Доклад Федеральной парламентской комиссии о расследовании теракта в Беслане будет обнародован в начале сентября, когда депутаты Госдумы и сенаторы соберутся после летних каникул. Ранее планировалось, что комиссия обнародует свой доклад по окончании весенней парламентской сессии в середине июля. О неизвестных ранее подробностях захвата школы, а также о том, где, по его мнению, следует искать виновных в бесланской трагедии, рассказывает глава комиссии по расследованию теракта в Беслане, заместитель председателя Совета Федерации Александр ТОРШИН.
– Александр Порфирьевич, не вам предстоит принимать конкретное решение в случае установления виновности тех или иных должностных лиц. Но от выводов вашей комиссии эти решения напрямую зависят. Не потому ли, как многие полагают, и затягивается официальное оглашение результатов работы вашей комиссии, поскольку уж очень многих высокопоставленных людей эти выводы могут задеть?
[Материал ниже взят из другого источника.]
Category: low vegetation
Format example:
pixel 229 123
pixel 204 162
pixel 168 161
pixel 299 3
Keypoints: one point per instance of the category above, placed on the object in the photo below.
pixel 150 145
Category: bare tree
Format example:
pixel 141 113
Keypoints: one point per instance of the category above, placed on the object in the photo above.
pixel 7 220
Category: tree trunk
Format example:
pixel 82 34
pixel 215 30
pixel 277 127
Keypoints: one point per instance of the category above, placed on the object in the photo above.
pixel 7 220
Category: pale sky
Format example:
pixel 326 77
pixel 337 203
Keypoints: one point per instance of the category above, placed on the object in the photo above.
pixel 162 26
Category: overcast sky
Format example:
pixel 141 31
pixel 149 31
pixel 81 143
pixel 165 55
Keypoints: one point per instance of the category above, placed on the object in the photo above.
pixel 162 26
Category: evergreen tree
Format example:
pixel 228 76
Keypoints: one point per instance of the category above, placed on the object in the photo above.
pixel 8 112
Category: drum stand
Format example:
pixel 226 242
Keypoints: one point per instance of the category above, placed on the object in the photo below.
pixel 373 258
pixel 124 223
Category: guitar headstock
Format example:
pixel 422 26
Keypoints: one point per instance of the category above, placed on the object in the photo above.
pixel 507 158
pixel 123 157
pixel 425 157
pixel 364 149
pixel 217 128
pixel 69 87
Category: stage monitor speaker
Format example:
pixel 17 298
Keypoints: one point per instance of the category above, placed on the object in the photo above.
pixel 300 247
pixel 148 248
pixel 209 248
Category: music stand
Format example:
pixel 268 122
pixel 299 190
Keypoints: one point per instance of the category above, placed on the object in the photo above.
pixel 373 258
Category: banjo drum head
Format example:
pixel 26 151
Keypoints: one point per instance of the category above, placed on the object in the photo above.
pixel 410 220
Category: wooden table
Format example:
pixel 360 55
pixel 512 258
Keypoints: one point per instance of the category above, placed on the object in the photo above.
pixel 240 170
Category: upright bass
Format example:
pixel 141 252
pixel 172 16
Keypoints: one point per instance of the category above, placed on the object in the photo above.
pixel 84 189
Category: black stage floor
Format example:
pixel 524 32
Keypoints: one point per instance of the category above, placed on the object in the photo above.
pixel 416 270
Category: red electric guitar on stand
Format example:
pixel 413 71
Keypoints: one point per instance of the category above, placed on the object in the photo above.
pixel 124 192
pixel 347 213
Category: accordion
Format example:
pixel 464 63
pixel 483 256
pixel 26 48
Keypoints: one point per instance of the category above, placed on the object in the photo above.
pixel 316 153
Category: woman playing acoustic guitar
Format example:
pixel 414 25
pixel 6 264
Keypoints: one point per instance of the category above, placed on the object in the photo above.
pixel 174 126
– Здесь много всяких моментов, которые мне хотелось бы отразить. Но первое, на что сразу хотел бы обратить внимание: мы не затягиваем. Понимаете, естественный процесс течения расследования, он именно такой. Причем мы не выходим за рамки общемировой практики. Надо сказать, что аналогичное расследование в Испании длилось 14 месяцев, в Соединенных Штатах Америки – 20 месяцев, а его результаты были оглашены через три года после трагедии. Могу назвать вам еще целый ряд расследований парламента Великобритании, США, которые идут по 10 и более лет и до сих пор не закончены. Но это ни в коем случае не является оправданием того, что мы в течение двух лет так и не смогли подготовить доклад.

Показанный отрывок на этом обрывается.